In other words, what I'm proposing is to treat the "wrong newSeqinfo" situation like the "no newSeqinfo at all" situation.

Hope this helps.

lshep commented 4 years ago

@hpages This check fails even with the newer annotations labelled with the "correct" genome: "GRCh38.p13". My thought was to change 120 to if (is.null(newSeqinfo) || !all(GenomeInfoDb::seqlevels(gr) %in% seqlevels(newSeqinfo))) { as that seems to be what you are recommending, but then even the correct genome as identified by using your table

> ah["AH80077"]$genome
[1] "GRCh38.p13"

returns FALSE for all(GenomeInfoDb::seqlevels(gr) %in% seqlevels(newSeqinfo))

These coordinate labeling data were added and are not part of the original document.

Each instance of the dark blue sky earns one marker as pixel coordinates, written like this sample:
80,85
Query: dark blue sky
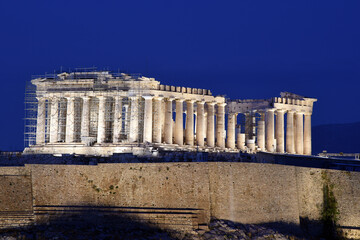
244,49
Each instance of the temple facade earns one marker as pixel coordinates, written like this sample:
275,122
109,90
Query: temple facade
101,113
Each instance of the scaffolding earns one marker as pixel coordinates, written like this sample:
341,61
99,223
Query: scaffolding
30,115
129,108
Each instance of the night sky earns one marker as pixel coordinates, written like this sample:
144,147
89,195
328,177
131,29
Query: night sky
244,49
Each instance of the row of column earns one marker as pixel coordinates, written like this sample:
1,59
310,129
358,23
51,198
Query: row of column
298,132
270,137
175,132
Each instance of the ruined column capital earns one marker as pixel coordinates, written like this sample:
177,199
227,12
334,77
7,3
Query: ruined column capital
87,98
158,98
170,99
211,103
41,98
70,98
190,101
148,97
291,111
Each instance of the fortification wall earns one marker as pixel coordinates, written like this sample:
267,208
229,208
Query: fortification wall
16,206
167,194
182,195
253,193
345,188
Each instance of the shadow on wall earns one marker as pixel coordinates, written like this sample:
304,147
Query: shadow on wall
94,222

hpages commented 4 years ago

Well, it looks like the Ensembl folks didn't like how the scaffolds are named in the official GRCh38.p13 assembly and decided to rename them by their GenBank accession:

library(rtracklayer)
gr <- import("Homo_sapiens.GRCh38.100.gtf")
seqlevels(gr)[1:40]
#  [1] "1"          "2"          "3"          "4"          "5"         
#  [6] "6"          "7"          "8"          "9"          "10"        
# [11] "11"         "12"         "13"         "14"         "15"        
# [16] "16"         "17"         "18"         "19"         "20"        
# [21] "21"         "22"         "X"          "Y"          "MT"        
# [26] "GL000009.2" "GL000194.1" "GL000195.1" "GL000205.2" "GL000213.1"
# [31] "GL000216.2" "GL000218.1" "GL000219.1" "GL000220.1" "GL000225.1"
# [36] "KI270442.1" "KI270711.1" "KI270713.1" "KI270721.1" "KI270726.1"

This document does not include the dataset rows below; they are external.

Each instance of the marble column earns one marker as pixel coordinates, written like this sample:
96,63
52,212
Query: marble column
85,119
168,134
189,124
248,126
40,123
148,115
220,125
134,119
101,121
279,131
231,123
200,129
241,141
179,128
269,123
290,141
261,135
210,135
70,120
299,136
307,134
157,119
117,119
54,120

newSeqinfo <- Seqinfo(genome="GRCh38.p13")
seqlevels(newSeqinfo)[1:40]
#  [1] "1"                "2"                "3"                "4"               
#  [5] "5"                "6"                "7"                "8"               
#  [9] "9"                "10"               "11"               "12"              
# [13] "13"               "14"               "15"               "16"              
# [17] "17"               "18"               "19"               "20"              
# [21] "21"               "22"               "X"                "Y"               
# [25] "MT"               "HSCHR1_1_CTG31"   "HSCHR1_2_CTG31"   "HSCHR1_3_CTG31"  
# [29] "HSCHR1_1_CTG32_1" "HSCHR1_1_CTG11"   "HSCHR1_2_CTG32_1" "HSCHR1_1_CTG3"   
# [33] "HSCHR1_3_CTG32_1" "HSCHR1_4_CTG32_1" "HSCHR1_4_CTG31"   "HSCHR1_2_CTG3"   
# [37] "HSCHR2_1_CTG5"    "HSCHR2_1_CTG7_2"  "HSCHR2_2_CTG7_2"  "HSCHR2_1_CTG15"  

which is a bummer but what can we do about it?

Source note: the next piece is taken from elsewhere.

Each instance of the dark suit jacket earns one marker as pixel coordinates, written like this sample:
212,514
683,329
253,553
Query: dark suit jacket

The "treat the wrong newSeqinfo situation like the no newSeqinfo at all situation" approach still stands.

Not that it makes much difference in the end but at least now this GTF resource is tagged with the correct genome.

lshep commented 4 years ago

Okay. Seems like the one line change should be sufficient. I'll make the change and do a little more testing to be sure.

hpages commented 4 years ago

Thanks Lori.

Correction: when I said "at least now this GTF resource is tagged with the correct genome", it's still not entirely true. It would be more accurate to say that now we tag it the same way as the Ensembl folks do, which is an improvement.

But whether that tag is the correct genome is debatable and another story.